With move-out imminent for J&J’s Pizza, the restaurant’s downstairs music venue bid Denton a grand adieu Sunday with an hours-long show featuring several local artists — but while it may be the end of an era for this version of the Ol’ Dirty Basement, it won’t be gone for good.
J&J’s will vacate its downtown Square home of over two decades come Tuesday, Aug. 10, with ownership citing a rent increase that couldn’t be afforded. The owners will be opening a new pizza restaurant in Gainesville, leaving behind the Denton building’s renowned basement in the process. As the restaurant drew long lines Sunday, the basement put on its own 11-hour show from 1 p.m. to midnight, featuring about 10 acts as a send-off to the beloved spot.
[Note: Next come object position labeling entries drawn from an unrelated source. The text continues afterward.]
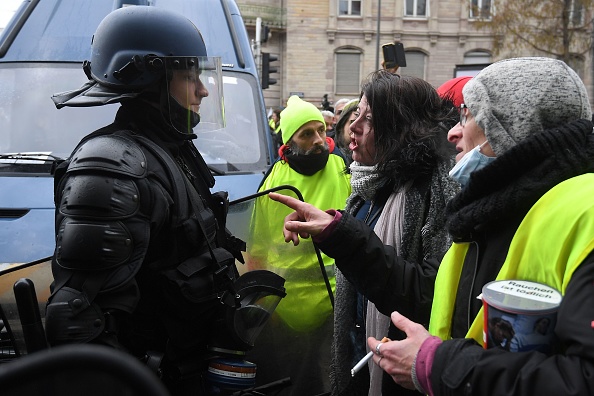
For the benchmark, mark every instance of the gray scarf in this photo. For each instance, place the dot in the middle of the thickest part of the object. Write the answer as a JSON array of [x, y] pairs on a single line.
[[364, 183]]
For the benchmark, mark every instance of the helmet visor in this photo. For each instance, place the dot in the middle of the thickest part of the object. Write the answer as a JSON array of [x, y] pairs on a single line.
[[195, 87]]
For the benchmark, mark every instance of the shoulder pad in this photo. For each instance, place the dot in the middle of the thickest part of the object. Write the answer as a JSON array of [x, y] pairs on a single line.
[[113, 153]]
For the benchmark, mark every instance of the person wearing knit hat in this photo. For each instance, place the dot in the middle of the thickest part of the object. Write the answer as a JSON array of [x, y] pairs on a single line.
[[302, 322], [297, 113], [525, 214]]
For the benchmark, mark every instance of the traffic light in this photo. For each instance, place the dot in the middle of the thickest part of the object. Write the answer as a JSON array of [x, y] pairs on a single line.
[[267, 70]]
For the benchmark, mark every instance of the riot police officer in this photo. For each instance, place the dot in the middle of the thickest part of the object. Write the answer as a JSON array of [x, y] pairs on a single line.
[[142, 259]]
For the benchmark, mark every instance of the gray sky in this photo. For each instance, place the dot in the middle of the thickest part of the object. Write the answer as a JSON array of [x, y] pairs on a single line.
[[7, 8]]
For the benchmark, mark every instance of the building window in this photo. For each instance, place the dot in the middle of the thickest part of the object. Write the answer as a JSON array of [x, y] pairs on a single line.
[[480, 9], [477, 57], [415, 64], [416, 8], [349, 7], [576, 12], [348, 70]]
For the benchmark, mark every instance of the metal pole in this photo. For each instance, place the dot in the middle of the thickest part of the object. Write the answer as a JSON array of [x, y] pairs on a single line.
[[377, 49]]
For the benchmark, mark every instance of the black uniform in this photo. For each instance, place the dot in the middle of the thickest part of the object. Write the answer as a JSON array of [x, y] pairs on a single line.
[[139, 262]]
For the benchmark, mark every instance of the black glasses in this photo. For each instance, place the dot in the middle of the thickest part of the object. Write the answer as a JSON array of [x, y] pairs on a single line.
[[463, 110]]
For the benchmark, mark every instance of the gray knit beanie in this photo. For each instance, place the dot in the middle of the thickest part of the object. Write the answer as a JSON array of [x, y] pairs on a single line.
[[514, 98]]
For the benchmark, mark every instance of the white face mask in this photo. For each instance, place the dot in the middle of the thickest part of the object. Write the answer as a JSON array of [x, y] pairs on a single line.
[[470, 162]]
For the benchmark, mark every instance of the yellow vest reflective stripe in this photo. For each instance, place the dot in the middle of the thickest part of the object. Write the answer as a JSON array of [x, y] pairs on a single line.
[[556, 235]]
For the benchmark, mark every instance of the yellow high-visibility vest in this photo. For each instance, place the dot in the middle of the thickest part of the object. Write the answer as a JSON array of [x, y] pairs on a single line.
[[556, 235]]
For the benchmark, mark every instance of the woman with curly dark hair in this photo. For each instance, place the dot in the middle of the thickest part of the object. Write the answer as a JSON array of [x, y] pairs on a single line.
[[393, 224]]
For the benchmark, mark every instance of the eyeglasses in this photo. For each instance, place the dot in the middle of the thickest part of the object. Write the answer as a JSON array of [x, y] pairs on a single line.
[[463, 114]]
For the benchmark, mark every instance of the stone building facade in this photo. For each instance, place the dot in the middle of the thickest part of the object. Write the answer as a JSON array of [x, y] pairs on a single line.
[[330, 46]]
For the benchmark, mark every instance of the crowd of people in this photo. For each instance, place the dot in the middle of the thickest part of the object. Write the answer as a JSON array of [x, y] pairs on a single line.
[[416, 196]]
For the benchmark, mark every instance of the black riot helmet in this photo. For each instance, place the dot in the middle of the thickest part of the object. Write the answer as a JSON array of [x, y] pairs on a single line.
[[141, 48]]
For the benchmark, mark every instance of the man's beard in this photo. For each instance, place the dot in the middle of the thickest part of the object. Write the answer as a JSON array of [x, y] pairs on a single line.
[[316, 149], [307, 162]]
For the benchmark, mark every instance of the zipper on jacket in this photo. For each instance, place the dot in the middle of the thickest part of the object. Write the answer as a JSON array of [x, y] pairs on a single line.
[[471, 289]]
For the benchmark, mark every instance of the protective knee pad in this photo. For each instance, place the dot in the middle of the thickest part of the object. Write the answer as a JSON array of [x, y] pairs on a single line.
[[71, 319]]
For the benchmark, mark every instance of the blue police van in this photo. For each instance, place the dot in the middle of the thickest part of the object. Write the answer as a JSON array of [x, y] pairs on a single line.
[[41, 53]]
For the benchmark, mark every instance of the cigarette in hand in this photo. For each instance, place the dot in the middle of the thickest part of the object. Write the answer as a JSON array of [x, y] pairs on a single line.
[[365, 359]]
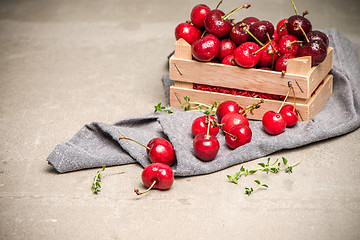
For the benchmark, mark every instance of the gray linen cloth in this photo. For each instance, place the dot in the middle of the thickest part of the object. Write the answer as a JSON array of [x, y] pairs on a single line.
[[97, 144]]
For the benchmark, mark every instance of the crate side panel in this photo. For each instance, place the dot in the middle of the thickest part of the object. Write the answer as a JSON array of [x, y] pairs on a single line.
[[236, 77]]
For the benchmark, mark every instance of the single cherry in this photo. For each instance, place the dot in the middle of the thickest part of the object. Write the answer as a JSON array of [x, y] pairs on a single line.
[[261, 29], [273, 123], [188, 32], [246, 54], [281, 62], [298, 25], [206, 48], [289, 44], [238, 34], [229, 60], [318, 35], [227, 47], [206, 146], [281, 27], [316, 49], [269, 55], [200, 125], [156, 176], [198, 14], [227, 107], [232, 119], [290, 114], [250, 20], [238, 136], [215, 24], [159, 150]]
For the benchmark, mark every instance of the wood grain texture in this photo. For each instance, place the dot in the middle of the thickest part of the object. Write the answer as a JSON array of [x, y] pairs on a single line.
[[304, 78], [306, 110]]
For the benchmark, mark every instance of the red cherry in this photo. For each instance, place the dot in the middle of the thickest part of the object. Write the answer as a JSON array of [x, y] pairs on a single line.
[[227, 107], [250, 20], [199, 126], [289, 44], [227, 47], [245, 55], [188, 32], [281, 27], [238, 136], [206, 48], [215, 24], [281, 62], [231, 119], [238, 35], [290, 114], [157, 176], [198, 14], [159, 150], [260, 29], [273, 123], [276, 36], [268, 55], [229, 60], [206, 146]]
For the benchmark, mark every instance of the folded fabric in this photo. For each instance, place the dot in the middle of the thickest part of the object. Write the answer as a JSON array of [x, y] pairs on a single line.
[[97, 144]]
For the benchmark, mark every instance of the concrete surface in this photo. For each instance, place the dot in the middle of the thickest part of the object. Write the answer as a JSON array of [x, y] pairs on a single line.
[[66, 63]]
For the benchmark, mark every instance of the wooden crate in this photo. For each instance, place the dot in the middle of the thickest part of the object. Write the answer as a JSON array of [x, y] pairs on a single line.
[[312, 85]]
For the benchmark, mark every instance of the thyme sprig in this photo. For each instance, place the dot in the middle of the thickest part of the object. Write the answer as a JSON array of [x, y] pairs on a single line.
[[96, 185], [265, 167], [190, 106]]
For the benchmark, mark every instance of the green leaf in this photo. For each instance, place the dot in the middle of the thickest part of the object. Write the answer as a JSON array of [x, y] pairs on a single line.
[[284, 161], [261, 164]]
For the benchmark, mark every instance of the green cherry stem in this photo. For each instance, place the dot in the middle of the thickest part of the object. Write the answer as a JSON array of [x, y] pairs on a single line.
[[292, 2], [244, 28], [139, 193], [226, 16]]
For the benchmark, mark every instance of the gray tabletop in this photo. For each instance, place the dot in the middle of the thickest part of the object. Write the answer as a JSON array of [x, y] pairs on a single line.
[[64, 64]]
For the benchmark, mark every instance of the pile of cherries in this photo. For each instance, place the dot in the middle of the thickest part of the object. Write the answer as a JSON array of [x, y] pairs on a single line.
[[251, 42]]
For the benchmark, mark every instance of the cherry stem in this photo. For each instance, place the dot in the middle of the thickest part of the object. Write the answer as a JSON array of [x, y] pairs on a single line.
[[139, 193], [294, 42], [302, 30], [294, 99], [251, 107], [121, 137], [217, 124], [208, 119], [219, 4], [272, 46], [203, 34], [283, 25], [244, 27], [296, 12], [226, 16], [287, 95], [263, 46]]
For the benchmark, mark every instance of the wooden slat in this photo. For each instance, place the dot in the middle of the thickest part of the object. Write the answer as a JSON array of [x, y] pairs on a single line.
[[306, 110], [215, 74]]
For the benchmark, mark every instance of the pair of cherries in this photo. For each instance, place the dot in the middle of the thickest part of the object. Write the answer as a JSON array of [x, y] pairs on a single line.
[[158, 174], [251, 42], [205, 129]]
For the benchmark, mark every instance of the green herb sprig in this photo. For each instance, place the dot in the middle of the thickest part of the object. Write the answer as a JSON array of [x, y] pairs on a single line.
[[96, 185], [265, 167], [190, 106]]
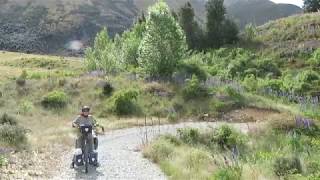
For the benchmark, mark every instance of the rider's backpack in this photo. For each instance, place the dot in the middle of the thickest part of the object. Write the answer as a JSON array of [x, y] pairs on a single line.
[[93, 158], [78, 157]]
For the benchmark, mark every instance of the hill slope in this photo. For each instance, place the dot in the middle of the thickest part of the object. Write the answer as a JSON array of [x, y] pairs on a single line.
[[259, 12], [292, 36], [48, 26]]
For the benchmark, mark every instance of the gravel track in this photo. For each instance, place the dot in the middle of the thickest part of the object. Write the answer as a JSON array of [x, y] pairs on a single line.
[[120, 156]]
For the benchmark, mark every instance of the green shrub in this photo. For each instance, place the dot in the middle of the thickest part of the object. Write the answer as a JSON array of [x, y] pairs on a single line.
[[315, 60], [172, 139], [194, 89], [227, 174], [124, 102], [25, 107], [172, 117], [197, 159], [250, 82], [13, 135], [221, 106], [159, 150], [227, 137], [55, 99], [62, 82], [21, 80], [237, 99], [190, 68], [107, 89], [6, 119], [267, 68], [3, 161], [286, 166], [189, 135]]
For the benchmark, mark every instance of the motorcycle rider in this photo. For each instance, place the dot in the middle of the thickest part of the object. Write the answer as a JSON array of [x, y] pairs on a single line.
[[86, 119]]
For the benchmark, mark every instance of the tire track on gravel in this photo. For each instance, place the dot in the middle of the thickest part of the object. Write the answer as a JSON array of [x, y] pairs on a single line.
[[120, 157]]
“It feels like the end of an era,” said Gerardo Reyes, a yearslong employee who has handled bookings for the basement since it reopened in late 2017. “It’s sad.”
Like the restaurant above, the basement has its own storied history, well-known to locals as a DIY venue that welcomes all members of the music scene — especially up-and-coming ones. In 2016, it joined two other downtown music venues in closing, with its landlord originally deciding to turn it into a separate business.
But the basement reopened in December 2017 to the delight of the music community. Now, J&J’s move will spur on another chapter for the space, as the owners of incoming punk pasta bar MiXfiTs say they will maintain it as a music venue with minimal changes, including upgrades to the sound system.
“I’m not there to take anything away,” said MiXfiTs co-owner Anthony Morel, a DFW musician who’s played at the basement himself. “All I want to do is add, and I feel like doing anything to the basement would be taking away from it. When we open it, you’re going to go down there and see that nothing’s changed.”
But for those who have frequented the basement for years, the shift isn’t likely to be seamless. Bret Crow, while in-between two of several songs he performed as one of Sunday’s opening artists, recalled to the crowd his first Ol’ Dirty Basement show in 2008. Back then, he said, the shows were so cramped you could barely move.
“It’s a place where new and upcoming musicians could come and try out something new — it’s a safe place,” Crow said after his performance. “Hopefully they’ll keep the tradition. There’s some things in Denton that keep Denton, Denton. That’s what makes this city great.”
Crow added that he’ll keep playing at the basement under its new ownership, and thinks many artists will do the same. Sydney Rollins, a Denton local who’s been to basement shows off-and-on since she was young, said she hopes it maintains the same appeal and importance for the music community.
“It’s kind of scary,” Rollins said. “J&J’s is so synonymous with the music scene in Denton.”
Morel said Sunday that the reopening timeline, both for the restaurant and the basement, remains flexible. His team will get the keys Aug. 16 and will likely spend the rest of the month evaluating the upstairs remodel, though he added it’s a possibility the basement could reopen first while remodeling is ongoing above.
“We’re sad to see J&J’s leave — I wish we were in a spot next to them,” Morel said. “But we’re excited to come in there, and we’re excited to keep ODB as is.”
For now, fans and artists of the legendary venue can only wait for its next era to begin.